Samedi 20 juin, vers 18 h 30, le coup aura été fatal. «Neda venait juste de sortir de la voiture. Je l'ai vue s'effondrer sous mes yeux, après avoir été frappée en pleine poitrine», sanglote Hamid Panahi, son professeur de musique, fidèle compagnon de ses virées contre l'injustice. C'est lui - et non son père - qu'on voit sur le film amateur de 40 secondes, pris à partir d'un portable, et qui a aussitôt fait le tour de la planète. Accroupi à ses côtés, il répète, en farsi : «N'aie pas peur, Neda, ma chérie, n'aie pas peur…».
(La vidéo est disponible en suivant ce lien . Attention, ces images sont choquantes et ne doivent pas être visionnées par un public sensible. )
Anonyme dans la foule des mécontents, Neda Agha-Soltan, 26 ans, est devenue, à la vitesse éclair de l'Internet, une icône de la contestation contre le régime iranien. Les images de sa troublante agonie, puis de sa mort, filmée par un manifestant, ont été visionnées par des dizaines de milliers de personnes. Des poèmes en son honneur inondent la blogosphère. Des cérémonies à sa mémoire s'organisent à travers le monde. Mais pour ses proches, elle reste, avant tout, le symbole d'une jeunesse iranienne en quête de changement, dans un pays qui tangue entre tradition et modernité. «La politique, ce n'était pas son truc», se rappelle Golshad, effondrée, dans le hall de l'immeuble menant à l'appartement modeste des parents de Neda, dans la banlieue est de Tehran Pars. Derrière la porte, où les intimes défilent pour présenter leurs condoléances, les pleurs bourdonnent.
«Elle débordait d'énergie»
C'est ici même qu'elle comprit, peu avant minuit, qu'elle ne reverrait plus jamais son amie. «Sans nouvelles, je me suis empressée de venir voir sa famille. J'ai été accueillie par des cris de lamentations… C'était bien “ma” Neda qui était morte…», dit-elle. Accroché à la grille d'entrée, un drapeau noir flotte au vent. La cérémonie privée, dimanche, a été organisée à la va-vite. Sous le choc de la nouvelle, des amies voilées de noir titubent jusqu'à l'entrée. Leurs joues sont tachetées de Rimmel, à force d'avoir trop pleuré. Sur le trottoir, un minibus attend les proches pour les emmener au cimetière Behecht-é Zahra, où doit reposer Neda. Avant de partir, les jus de fruit circulent de main et main. Mais l'émotion l'emporte sur la soif. «Elle débordait d'énergie. Elle croquait la vie à pleines dents», raconte Golshad - un nom d'emprunt, par crainte d'être embêtée. Les deux copines se connaissaient depuis l'école primaire.

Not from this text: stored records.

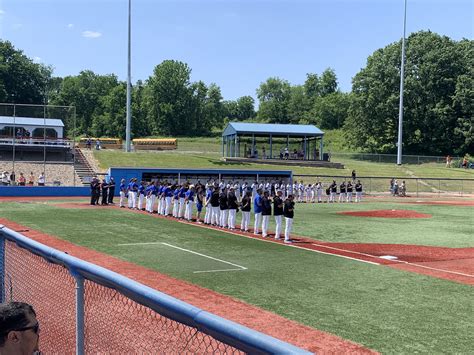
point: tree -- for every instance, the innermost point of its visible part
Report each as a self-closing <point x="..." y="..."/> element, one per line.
<point x="21" y="80"/>
<point x="331" y="111"/>
<point x="86" y="92"/>
<point x="328" y="82"/>
<point x="169" y="97"/>
<point x="274" y="96"/>
<point x="437" y="69"/>
<point x="298" y="104"/>
<point x="245" y="107"/>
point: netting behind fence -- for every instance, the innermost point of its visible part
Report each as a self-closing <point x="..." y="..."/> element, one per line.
<point x="114" y="323"/>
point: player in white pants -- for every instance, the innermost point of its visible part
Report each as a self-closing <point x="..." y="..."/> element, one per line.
<point x="266" y="213"/>
<point x="246" y="206"/>
<point x="141" y="196"/>
<point x="319" y="191"/>
<point x="278" y="212"/>
<point x="189" y="201"/>
<point x="342" y="192"/>
<point x="207" y="204"/>
<point x="358" y="188"/>
<point x="233" y="205"/>
<point x="182" y="195"/>
<point x="257" y="204"/>
<point x="288" y="212"/>
<point x="123" y="192"/>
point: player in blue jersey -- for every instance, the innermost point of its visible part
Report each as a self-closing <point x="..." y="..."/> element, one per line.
<point x="257" y="208"/>
<point x="182" y="196"/>
<point x="123" y="193"/>
<point x="189" y="201"/>
<point x="141" y="196"/>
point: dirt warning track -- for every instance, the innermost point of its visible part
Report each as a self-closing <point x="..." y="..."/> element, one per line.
<point x="224" y="306"/>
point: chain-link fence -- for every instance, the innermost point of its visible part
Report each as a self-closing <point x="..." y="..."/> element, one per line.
<point x="391" y="158"/>
<point x="83" y="308"/>
<point x="414" y="186"/>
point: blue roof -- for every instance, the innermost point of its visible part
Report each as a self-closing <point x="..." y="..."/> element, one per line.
<point x="30" y="121"/>
<point x="273" y="129"/>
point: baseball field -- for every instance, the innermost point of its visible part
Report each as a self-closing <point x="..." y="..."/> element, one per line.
<point x="394" y="275"/>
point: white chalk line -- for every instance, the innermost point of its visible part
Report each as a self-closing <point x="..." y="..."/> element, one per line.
<point x="433" y="268"/>
<point x="396" y="261"/>
<point x="271" y="240"/>
<point x="240" y="267"/>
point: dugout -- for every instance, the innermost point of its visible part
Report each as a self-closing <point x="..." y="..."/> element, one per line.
<point x="268" y="141"/>
<point x="193" y="175"/>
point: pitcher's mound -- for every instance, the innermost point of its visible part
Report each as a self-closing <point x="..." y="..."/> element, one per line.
<point x="388" y="214"/>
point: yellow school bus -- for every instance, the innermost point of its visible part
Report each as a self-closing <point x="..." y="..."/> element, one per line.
<point x="155" y="144"/>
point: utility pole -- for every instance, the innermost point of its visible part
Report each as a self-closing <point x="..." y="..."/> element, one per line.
<point x="402" y="78"/>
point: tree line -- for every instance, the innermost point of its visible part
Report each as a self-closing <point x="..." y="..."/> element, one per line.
<point x="438" y="95"/>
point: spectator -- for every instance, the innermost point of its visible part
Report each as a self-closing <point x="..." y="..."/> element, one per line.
<point x="449" y="160"/>
<point x="31" y="179"/>
<point x="21" y="180"/>
<point x="12" y="178"/>
<point x="41" y="179"/>
<point x="19" y="329"/>
<point x="4" y="178"/>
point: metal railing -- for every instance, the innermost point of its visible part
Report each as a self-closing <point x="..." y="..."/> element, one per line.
<point x="392" y="158"/>
<point x="85" y="308"/>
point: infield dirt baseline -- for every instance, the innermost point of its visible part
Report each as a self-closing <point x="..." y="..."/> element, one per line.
<point x="323" y="247"/>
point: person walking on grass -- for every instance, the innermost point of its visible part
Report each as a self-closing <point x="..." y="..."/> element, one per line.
<point x="223" y="208"/>
<point x="232" y="205"/>
<point x="257" y="209"/>
<point x="246" y="204"/>
<point x="278" y="212"/>
<point x="266" y="213"/>
<point x="123" y="193"/>
<point x="288" y="212"/>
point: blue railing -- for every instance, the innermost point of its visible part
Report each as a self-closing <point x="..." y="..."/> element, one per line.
<point x="223" y="330"/>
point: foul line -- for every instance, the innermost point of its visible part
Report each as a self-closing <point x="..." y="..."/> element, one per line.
<point x="240" y="268"/>
<point x="321" y="252"/>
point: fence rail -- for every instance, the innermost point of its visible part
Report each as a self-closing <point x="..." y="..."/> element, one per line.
<point x="414" y="185"/>
<point x="392" y="158"/>
<point x="87" y="309"/>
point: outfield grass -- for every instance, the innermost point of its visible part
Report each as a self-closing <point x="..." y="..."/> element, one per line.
<point x="388" y="310"/>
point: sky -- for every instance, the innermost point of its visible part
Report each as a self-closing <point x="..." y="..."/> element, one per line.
<point x="237" y="44"/>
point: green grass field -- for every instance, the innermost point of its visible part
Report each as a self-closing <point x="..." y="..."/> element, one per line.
<point x="388" y="310"/>
<point x="205" y="153"/>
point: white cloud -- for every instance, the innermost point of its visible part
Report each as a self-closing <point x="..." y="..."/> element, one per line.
<point x="91" y="34"/>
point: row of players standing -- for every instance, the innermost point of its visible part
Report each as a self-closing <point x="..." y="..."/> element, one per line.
<point x="221" y="202"/>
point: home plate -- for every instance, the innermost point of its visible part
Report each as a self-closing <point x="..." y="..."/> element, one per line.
<point x="388" y="257"/>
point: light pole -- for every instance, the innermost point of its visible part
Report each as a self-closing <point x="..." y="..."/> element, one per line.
<point x="129" y="85"/>
<point x="402" y="77"/>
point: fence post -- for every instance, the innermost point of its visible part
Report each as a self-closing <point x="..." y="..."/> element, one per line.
<point x="2" y="267"/>
<point x="79" y="314"/>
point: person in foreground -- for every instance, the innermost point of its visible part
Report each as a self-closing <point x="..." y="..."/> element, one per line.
<point x="19" y="329"/>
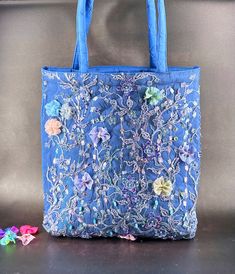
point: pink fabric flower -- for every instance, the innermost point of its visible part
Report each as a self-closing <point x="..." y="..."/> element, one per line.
<point x="27" y="229"/>
<point x="26" y="239"/>
<point x="53" y="127"/>
<point x="128" y="237"/>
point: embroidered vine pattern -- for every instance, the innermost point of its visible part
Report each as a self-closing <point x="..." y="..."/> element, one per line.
<point x="136" y="170"/>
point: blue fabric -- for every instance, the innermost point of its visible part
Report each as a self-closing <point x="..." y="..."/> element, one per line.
<point x="121" y="145"/>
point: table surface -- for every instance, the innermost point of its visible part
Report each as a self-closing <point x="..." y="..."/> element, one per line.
<point x="212" y="251"/>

Cadette d'une famille de trois enfants, Neda grandit à Téhéran. Son père est fonctionnaire. Sa mère, femme au foyer. Bonne élève, elle s'inscrit à l'université libre, où elle suit des cours de philosophie islamique. Puis, curieuse de découvrir le monde, elle s'oriente vers une carrière dans le tourisme. Avec ses économies, fruits d'un mi-temps dans une agence de voyages, elle visite Dubaï, la Thaïlande et la Turquie. «Il y a deux mois, nous sommes parties en vacances à Antalia. Qu'est-ce qu'on s'est amusées !», soupire Golshad, en sortant une photo souvenir de son sac à main. Les cheveux dans le vent, des lunettes de soleil sur le nez, Neda semble heureuse. Libre comme l'air. «Elle adorait chanter», poursuit Golshad. La musique : sa vraie passion, qu'elle partage avec son professeur de piano, Hamid Panahi. «Elle avait un talent inné. Elle aurait pu aller très loin», dit-il, en grillant nerveusement une cigarette.
Tuée d'une seule balle
Ni rebelle ni tête brûlée, Neda voit sa vie basculer le 12 juin, jour du scrutin présidentiel. Comme de nombreux autres Iraniens, elle place tous ses espoirs en Moussavi, le candidat de l'ouverture. Quand elle se réveille, le lendemain, c'est la douche froide : Ahmadinejad, son rival ultraconservateur, vient de l'emporter haut la main. Les rumeurs de fraudes se mettent à circuler. «Elle ne supportait pas l'injustice. Tout ce qu'elle souhaitait, c'est que le vrai vote du peuple soit pris en compte», dit Panahi. Convaincue de pouvoir résister de manière pacifique, elle rejoint la foule des manifestants, qui déferle, une semaine durant, dans la capitale iranienne. Mais ce samedi 20 juin, la tension est à son maximum. La veille, l'ayatollah Khamenei a prévenu qu'il ne tolérerait plus aucun rassemblement. Vers 15 h 30, Golshad appelle Neda. «Cette fois-ci, n'y va pas, c'est trop dangereux !» En vain. Ce sera leur dernière conversation. Trois heures plus tard, Neda, Panahi et deux autres amis se retrouvent dans les bouchons de l'avenue Amir-Abbad, où la manifestation de la place Azadi, plus au sud, est en train de déborder. Ils sortent de la voiture pour prendre le pouls de la situation. Un étrange «clic» perce l'air. En un clin d'œil, Neda tombe à terre. «Ils l'ont tuée avec une seule balle, sans raison», gémit Panahi. Un médecin offre son secours et tente de la ranimer. Mais le sang coule de son nez et de sa bouche. «Je brûle, je brûle…», dit-elle à Panahi. Elle meurt dans ses bras, avant d'arriver aux urgences de l'hôpital Shariati.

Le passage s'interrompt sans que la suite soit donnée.